BACA JUGA: Pengurangan Tangkapan Ikan Berpotensi Meningkatkan Ketahanan Pangan Global

Ia menerangkan, dampak perubahan iklim pada terumbu karang dapat ditandai dengan peristiwa memutihnya karang secara masal. Ini terjadi ketika terumbu karang berada di bawah tingkat stresnya akibat kenaikan suhu air laut. Para ilmuwan memprediksikan bahwa dalam 30 tahun mendatang planet bumi bisa saja kehilangan ekosistem terumbu karang, termasuk hilangnya ribuan spesies ikan dan organisme penting lainnya. Hilangnya terumbu karang ini, menimbulkan ancaman bagi ekosistem serta mata pencaharian yang terhubung ke lautan. Tidak terkecuali manusia.

Eksploitasi perikanan yang berlebihan, pembangunan pesisir, dan polusi yang terjadi saat ini telah memiliki dampak serius pada terumbu karang. Di beberapa tempat, terumbu karang bahkan telah sepenuhnya hancur. Ancaman perubahan iklim telah menambah beban peningkatan kehancuran terumbu karang, dan kini dianggap sebagai ancaman nomor satu bagi masa depan terumbu karang dunia.

“Keberadaan terumbu karang ini sangat penting, tapi tanpa disadari, lambat laun terumbu karang justru tengah berjuang menghadapi kepunahan ekologinya,” kata Ove.

BACA JUGA: 50 Persen Terumbu Karang di Perairan Bulukumba Mengalami Pemutihan

Michael R. Bloomberg, Sekretaris Jenderal Perserikatan Bangsa Bangsa (PBB) Utusan Khusus untuk Kota dan Perubahan Iklim, dalam paparan video yang ditampilkan pada acara tersebut menegaskan, ketika banyak orang berpikir tentang perubahan iklim, mereka sering berpikir soal panas yang ekstrim, badai, dan amukan kebakaran hutan. Menurutnya, tidak banyak orang yang tahu bahkan peduli pada dampak perubahan iklim di dasar laut.

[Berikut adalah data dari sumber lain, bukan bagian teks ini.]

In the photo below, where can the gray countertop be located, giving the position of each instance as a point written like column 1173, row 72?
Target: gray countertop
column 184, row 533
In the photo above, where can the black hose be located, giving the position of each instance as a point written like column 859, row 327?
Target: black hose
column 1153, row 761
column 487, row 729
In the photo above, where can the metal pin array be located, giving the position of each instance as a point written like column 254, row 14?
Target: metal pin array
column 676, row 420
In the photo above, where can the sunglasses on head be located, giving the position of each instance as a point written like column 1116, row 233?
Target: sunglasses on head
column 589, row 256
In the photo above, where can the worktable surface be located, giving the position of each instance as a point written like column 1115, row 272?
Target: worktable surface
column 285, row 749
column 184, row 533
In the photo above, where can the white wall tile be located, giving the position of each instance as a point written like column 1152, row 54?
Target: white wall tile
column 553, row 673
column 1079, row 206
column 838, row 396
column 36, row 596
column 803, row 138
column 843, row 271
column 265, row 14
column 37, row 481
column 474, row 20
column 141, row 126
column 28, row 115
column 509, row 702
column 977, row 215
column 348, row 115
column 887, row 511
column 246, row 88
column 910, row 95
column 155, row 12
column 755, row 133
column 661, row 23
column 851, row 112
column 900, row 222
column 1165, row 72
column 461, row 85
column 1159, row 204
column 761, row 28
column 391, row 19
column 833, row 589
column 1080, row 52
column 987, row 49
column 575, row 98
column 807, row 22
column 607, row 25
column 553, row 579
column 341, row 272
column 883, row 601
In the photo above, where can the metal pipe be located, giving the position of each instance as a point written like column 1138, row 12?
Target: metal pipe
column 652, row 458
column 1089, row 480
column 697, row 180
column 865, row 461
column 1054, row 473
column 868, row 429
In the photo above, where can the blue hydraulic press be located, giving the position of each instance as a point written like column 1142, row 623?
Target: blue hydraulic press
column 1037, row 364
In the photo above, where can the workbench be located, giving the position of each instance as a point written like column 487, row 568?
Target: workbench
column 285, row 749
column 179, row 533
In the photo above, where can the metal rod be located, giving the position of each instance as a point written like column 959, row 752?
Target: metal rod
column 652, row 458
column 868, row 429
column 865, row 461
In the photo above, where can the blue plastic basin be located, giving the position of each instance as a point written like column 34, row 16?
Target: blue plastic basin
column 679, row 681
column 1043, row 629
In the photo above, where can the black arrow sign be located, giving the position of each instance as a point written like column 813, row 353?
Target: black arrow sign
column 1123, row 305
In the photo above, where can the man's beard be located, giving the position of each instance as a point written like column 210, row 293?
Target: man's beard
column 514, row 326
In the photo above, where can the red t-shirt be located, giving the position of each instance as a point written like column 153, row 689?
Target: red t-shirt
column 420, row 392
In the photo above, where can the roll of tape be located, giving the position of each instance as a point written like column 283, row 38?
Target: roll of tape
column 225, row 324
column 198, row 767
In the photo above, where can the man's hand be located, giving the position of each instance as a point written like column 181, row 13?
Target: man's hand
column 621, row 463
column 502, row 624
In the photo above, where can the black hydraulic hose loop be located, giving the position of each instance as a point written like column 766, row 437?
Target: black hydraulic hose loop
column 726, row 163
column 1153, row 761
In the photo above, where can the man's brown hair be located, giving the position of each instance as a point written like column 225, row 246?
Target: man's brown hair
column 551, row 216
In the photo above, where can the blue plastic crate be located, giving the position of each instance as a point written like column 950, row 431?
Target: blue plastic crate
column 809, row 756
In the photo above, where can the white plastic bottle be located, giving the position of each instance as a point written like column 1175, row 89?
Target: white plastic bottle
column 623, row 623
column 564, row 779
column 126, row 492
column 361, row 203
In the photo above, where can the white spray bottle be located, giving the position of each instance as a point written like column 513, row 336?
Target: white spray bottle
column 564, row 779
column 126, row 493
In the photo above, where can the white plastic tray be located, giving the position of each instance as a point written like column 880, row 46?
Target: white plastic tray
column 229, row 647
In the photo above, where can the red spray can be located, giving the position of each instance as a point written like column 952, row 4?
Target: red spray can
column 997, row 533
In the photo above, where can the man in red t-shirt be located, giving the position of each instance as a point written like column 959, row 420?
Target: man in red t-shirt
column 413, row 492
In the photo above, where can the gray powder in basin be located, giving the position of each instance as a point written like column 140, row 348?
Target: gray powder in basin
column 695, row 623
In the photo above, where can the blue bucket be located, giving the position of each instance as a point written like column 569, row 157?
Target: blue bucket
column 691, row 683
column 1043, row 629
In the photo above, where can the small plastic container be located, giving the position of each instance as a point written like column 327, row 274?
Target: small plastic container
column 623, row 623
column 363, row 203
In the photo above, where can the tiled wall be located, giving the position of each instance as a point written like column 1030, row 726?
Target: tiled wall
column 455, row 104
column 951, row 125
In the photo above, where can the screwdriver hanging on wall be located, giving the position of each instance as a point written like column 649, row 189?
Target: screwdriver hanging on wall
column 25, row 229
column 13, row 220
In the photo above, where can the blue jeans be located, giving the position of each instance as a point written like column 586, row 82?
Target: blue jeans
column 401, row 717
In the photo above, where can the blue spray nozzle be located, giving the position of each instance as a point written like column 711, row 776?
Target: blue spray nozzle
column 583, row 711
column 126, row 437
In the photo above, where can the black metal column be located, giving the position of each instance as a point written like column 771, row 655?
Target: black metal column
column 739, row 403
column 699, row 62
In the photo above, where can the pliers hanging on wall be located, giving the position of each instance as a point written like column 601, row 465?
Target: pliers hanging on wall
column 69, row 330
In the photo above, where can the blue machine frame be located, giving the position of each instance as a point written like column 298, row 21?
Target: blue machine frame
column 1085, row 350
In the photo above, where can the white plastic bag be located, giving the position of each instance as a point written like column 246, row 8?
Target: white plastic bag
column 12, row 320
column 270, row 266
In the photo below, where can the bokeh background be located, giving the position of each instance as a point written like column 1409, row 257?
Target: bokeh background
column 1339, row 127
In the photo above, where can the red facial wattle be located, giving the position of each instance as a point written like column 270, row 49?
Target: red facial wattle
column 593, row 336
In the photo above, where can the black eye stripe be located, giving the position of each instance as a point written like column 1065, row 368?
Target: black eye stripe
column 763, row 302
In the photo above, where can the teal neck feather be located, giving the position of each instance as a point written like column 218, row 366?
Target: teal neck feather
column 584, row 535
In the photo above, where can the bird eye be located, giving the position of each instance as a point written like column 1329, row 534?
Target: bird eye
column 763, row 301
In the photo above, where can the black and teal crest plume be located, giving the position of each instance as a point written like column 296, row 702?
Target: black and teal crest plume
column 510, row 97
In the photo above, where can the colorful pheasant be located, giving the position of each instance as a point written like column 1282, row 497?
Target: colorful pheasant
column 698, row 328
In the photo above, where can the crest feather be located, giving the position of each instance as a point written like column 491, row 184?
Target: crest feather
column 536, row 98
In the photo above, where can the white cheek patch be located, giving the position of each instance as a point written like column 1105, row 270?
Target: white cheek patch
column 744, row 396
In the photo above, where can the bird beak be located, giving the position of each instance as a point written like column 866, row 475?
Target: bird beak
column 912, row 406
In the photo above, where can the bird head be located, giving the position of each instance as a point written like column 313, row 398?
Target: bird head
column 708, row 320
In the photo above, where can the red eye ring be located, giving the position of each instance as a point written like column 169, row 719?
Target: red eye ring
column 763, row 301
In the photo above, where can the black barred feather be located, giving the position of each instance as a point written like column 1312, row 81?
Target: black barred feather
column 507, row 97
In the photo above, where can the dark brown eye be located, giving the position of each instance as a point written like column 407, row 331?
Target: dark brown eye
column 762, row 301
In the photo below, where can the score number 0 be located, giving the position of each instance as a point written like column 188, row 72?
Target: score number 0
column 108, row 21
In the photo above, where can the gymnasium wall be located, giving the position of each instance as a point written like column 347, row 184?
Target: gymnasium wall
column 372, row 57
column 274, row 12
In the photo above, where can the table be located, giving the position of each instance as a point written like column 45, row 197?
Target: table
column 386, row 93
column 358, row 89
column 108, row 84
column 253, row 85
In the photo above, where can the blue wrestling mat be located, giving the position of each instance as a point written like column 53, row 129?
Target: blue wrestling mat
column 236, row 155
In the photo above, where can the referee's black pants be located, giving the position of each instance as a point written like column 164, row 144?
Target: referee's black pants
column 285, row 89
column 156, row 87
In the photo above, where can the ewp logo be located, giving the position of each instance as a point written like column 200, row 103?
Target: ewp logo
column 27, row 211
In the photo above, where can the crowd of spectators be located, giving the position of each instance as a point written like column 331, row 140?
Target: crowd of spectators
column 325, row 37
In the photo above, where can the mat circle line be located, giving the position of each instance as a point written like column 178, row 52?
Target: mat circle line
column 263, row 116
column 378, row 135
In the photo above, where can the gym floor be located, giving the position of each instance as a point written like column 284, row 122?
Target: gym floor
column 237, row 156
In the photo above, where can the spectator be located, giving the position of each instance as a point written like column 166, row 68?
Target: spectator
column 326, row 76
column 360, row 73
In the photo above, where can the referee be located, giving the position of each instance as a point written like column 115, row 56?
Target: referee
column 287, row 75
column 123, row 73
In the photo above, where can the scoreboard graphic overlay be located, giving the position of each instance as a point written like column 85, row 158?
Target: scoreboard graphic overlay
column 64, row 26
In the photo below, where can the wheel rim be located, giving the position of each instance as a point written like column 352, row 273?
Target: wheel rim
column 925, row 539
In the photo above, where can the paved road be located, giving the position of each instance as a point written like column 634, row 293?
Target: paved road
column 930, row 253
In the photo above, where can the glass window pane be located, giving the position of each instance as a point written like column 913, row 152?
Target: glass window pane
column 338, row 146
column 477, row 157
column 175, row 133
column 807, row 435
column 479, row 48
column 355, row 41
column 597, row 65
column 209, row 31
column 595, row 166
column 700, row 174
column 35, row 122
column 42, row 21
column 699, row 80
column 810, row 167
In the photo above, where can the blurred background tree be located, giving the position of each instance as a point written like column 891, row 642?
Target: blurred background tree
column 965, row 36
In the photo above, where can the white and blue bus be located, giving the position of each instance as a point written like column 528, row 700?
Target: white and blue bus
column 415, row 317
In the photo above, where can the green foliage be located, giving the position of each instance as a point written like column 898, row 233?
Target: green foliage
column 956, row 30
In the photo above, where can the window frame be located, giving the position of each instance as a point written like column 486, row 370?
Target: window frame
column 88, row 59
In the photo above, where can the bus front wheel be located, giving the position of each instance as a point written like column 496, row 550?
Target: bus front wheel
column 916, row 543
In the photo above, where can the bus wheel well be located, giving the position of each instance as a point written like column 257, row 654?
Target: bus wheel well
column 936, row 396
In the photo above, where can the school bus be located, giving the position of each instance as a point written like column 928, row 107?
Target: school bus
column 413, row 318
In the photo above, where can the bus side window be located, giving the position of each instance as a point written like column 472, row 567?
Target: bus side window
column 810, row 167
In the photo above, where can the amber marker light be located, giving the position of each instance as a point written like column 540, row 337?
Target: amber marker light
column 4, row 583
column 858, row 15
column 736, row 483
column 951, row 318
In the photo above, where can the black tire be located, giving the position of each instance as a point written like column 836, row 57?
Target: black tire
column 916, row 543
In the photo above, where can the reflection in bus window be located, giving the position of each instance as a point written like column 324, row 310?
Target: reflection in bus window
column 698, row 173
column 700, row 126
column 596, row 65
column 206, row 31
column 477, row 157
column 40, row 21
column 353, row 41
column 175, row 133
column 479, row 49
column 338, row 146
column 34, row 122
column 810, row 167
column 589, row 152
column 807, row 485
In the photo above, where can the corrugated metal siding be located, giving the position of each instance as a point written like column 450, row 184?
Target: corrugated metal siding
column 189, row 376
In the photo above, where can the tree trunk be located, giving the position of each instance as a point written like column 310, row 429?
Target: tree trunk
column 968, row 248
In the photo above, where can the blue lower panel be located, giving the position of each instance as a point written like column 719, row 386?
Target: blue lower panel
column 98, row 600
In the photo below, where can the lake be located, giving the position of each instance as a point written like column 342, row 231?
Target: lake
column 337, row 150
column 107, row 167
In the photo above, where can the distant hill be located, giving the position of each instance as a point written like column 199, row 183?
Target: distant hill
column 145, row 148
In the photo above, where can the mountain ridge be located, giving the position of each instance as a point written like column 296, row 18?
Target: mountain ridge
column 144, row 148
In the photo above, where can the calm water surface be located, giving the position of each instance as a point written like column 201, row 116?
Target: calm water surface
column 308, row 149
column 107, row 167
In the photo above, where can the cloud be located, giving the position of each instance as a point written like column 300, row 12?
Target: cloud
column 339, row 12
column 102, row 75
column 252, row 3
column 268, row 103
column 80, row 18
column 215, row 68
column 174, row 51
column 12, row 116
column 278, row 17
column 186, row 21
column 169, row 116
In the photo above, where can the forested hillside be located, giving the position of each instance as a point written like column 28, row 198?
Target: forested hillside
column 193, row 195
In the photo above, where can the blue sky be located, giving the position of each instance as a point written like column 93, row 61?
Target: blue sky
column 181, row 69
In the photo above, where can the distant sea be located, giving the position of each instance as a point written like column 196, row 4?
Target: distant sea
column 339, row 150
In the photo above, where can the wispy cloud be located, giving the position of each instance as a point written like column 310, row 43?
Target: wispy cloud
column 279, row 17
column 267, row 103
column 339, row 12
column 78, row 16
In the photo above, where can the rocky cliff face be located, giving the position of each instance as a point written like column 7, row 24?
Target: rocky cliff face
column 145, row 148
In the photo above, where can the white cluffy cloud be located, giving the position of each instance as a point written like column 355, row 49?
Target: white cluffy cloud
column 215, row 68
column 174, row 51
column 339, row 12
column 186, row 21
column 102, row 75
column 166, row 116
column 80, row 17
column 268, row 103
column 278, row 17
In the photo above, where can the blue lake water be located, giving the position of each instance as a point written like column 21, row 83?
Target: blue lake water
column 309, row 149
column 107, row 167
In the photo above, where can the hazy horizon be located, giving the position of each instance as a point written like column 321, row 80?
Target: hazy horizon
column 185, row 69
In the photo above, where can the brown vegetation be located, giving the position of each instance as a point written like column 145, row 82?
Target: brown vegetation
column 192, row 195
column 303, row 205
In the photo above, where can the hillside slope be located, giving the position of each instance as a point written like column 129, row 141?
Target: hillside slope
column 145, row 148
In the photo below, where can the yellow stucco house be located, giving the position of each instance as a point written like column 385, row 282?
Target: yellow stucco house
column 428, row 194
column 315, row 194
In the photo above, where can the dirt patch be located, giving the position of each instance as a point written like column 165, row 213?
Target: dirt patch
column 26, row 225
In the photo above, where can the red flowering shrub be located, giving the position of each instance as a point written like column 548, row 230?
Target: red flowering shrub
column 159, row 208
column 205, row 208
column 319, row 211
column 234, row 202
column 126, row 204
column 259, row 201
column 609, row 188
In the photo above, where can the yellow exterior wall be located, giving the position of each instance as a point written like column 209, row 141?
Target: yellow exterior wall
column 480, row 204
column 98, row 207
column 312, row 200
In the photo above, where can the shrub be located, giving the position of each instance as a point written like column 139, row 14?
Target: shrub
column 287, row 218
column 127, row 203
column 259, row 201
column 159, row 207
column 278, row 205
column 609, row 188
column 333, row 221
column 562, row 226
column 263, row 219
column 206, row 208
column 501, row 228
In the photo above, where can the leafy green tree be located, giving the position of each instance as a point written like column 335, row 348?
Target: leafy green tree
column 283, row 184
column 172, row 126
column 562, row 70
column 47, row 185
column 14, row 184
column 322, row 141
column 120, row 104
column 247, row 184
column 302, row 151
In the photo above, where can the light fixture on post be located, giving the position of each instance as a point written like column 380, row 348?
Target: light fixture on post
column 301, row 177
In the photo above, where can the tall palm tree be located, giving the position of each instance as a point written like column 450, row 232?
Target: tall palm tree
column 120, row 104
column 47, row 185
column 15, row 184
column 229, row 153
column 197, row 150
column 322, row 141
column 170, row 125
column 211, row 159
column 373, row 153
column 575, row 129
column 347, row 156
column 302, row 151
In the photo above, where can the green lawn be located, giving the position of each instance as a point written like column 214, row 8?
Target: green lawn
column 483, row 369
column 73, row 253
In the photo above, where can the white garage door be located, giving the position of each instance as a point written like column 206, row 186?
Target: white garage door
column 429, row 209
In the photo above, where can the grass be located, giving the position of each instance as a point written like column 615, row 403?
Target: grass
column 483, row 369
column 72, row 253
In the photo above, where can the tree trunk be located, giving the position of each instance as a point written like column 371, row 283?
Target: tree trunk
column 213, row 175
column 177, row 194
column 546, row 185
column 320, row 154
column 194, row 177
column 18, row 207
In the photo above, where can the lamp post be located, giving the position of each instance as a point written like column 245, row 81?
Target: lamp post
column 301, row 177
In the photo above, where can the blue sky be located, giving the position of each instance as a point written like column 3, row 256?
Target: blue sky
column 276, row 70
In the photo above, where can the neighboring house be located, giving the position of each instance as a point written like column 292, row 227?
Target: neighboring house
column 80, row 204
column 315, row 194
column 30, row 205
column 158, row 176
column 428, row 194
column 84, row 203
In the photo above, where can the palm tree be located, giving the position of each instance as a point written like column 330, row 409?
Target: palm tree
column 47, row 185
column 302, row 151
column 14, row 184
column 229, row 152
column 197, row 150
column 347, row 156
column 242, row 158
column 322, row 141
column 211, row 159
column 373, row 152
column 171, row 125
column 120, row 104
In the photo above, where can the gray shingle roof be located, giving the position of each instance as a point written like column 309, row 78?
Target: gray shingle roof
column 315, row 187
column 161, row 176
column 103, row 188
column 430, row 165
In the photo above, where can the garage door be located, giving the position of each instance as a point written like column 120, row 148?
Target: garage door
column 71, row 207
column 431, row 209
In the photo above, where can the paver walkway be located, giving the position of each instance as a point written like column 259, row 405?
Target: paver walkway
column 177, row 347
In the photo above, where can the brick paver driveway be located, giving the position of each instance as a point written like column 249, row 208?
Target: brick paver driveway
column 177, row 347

“Ini biasa terjadi karena dampaknya itu tidak terlihat di daratan. Padahal, tanpa terumbu karang, kita bisa kehilangan hingga seperempat dari keanekaragaman hayati laut dunia dan ratusan juta orang termiskin di dunia akan kehilangan sumber utama makanan mereka dan mata pencaharian,” kata Michael.

Menurut laporan terbaru dari World Wide Fund For Nature (WWF) tahun 2015, terumbu karang di seluruh dunia diperkirakan memiliki nilai konservatif 1 triliun dolar, yang menghasilkan setidaknya 300-400 miliar dolar per tahun dalam hal makanan dan mata pencaharian dari sektor pariwisata, perikanan dan obat-obatan.

Sebagai informasi, inisiatif gerakan 50Reefs ini digagas oleh The Ocean Agency dan Global Change Institute dari Universitas Queensland dalam kemitraan dengan Google dan XL Catlin, yang melaksanakan survei global komprehensif tentang terumbu karang dan pemutihan karang. Hasil survei ini juga merupakan subjek dari pemenang Audience Award film dokumenter di Sundance Film Festival 2017 berjudul “Chasing Coral,” yang juga akan dirilis di seluruh dunia melalui Netflix.